Amman - Bei Ausschreitungen zwischen palästinensischen und jordanischen Fans nach einem Fußballspiel sind am Freitagabend 250 Menschen verletzt worden. Zu den Krawallen kam es vor dem Hintergrund ethnischer Konflikte.

In der dadurch ausgelösten Massenpanik sei ein Metallzaun umgestürzt und habe viele Menschen verletzt, sagten ein jordanischer Polizeisprecher und Augenzeugen.

Der Vorfall legt die starken Spannungen zwischen den eingewanderten Palästinensern und den Nachfahren von Beduinen in Jordanien offen. Die meisten Fans der Fußballmannschaft Faisal gehören zu der ethnischen Gruppe der Beduinen, während das gegnerische Team Wehdat vor allem von Palästinensern unterstützt wird.

Nachdem Wehdat mit 1:0 gegen Faisali gewonnen hatte, verließen wütende Fans des unterlegenen Teams das Stadion und warfen mit Steinen und Flaschen auf die Anhänger der gegnerischen Mannschaft.
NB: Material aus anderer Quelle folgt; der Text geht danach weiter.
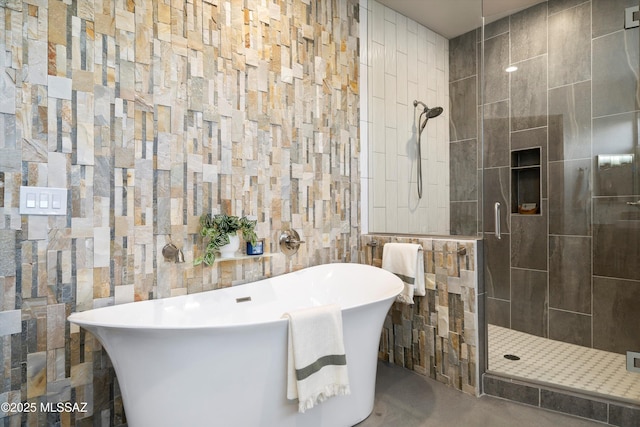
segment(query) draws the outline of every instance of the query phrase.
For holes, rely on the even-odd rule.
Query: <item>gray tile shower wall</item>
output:
[[[640,336],[640,286],[630,280],[594,277],[593,299],[598,301],[593,305],[593,346],[617,353],[636,348]],[[609,321],[612,316],[624,327]]]
[[[591,239],[549,236],[549,305],[574,313],[591,313]]]
[[[591,190],[590,159],[549,162],[549,234],[591,235]]]
[[[426,295],[414,297],[413,305],[393,304],[382,328],[380,359],[479,395],[484,366],[478,341],[483,329],[476,268],[479,242],[388,234],[363,235],[361,242],[361,262],[378,267],[385,243],[417,243],[424,253]],[[460,249],[465,254],[459,254]]]
[[[477,33],[471,31],[449,44],[449,200],[453,235],[471,236],[479,231],[476,172],[481,158],[477,113],[480,45]],[[452,51],[457,54],[451,54]]]
[[[484,99],[480,86],[450,90],[452,163],[469,152],[461,142],[478,137],[454,130],[484,114],[478,153],[486,168],[481,189],[482,180],[450,167],[452,233],[475,230],[481,219],[493,233],[494,203],[503,206],[502,239],[485,235],[489,323],[608,351],[640,350],[640,209],[627,204],[640,199],[640,29],[623,27],[624,9],[637,5],[542,2],[485,27],[484,70],[477,62],[473,76],[451,74],[452,88],[462,77],[484,84]],[[467,62],[477,61],[471,52],[481,50],[480,38],[476,30],[452,40],[450,63],[464,57],[473,70]],[[506,73],[512,64],[518,70]],[[482,108],[469,117],[473,102]],[[509,213],[511,150],[538,146],[540,212]],[[482,217],[463,209],[478,200]]]
[[[71,312],[357,260],[358,7],[0,1],[0,402],[88,404],[0,425],[126,423]],[[21,185],[67,189],[68,214],[20,215]],[[206,212],[255,216],[272,256],[194,266]]]
[[[450,145],[451,187],[450,200],[466,201],[478,198],[477,177],[478,143],[475,139],[452,142]]]
[[[551,162],[591,156],[591,81],[549,89],[548,142]]]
Daraufhin habe die Polizei die Eingänge des Stadions versperrt und mit Tränengas eingesetzt, wodurch die Massenpanik und damit der Umsturz des Metallzauns ausgelöst worden seien, sagte ein Augenzeuge.

Die Spiele der beiden Mannschaften waren schon in der Vergangenheit von Spannungen und Gewalt überschattet. Im vergangenen Jahr verhöhnten Faisal-Fans die palästinensischstämmige Königin Rania, die Frau des Königs Abdullah II., und deren Sohn, Kronprinz Hussein. In den von Wikileaks veröffentlichten Dokumenten des US-Außenministeriums drücken die amerikanischen Diplomaten ihr Unverständnis darüber aus, dass damals der König nicht härter gegen die “verbalen Attacken gegen seine Familie“ vorgegangen sei.

Zwischen ethnischen Palästinensern und Beduinen gibt es seit Jahren Spannungen in Jordanien. Die rund 1,8 Millionen Nachfahren der Flüchtlinge aus dem Gebiet des heutigen Israels und Palästinas haben zwar volle Bürgerrechte. Dennoch beschweren sich viele, dass ihnen Stellen im Sicherheitsapparat oder hohen Regierungsposten versagt blieben. Die angestammten Jordanier werfen den Palästinensern ihrerseits eine mangelnde Identifikation mit ihrem Land vor.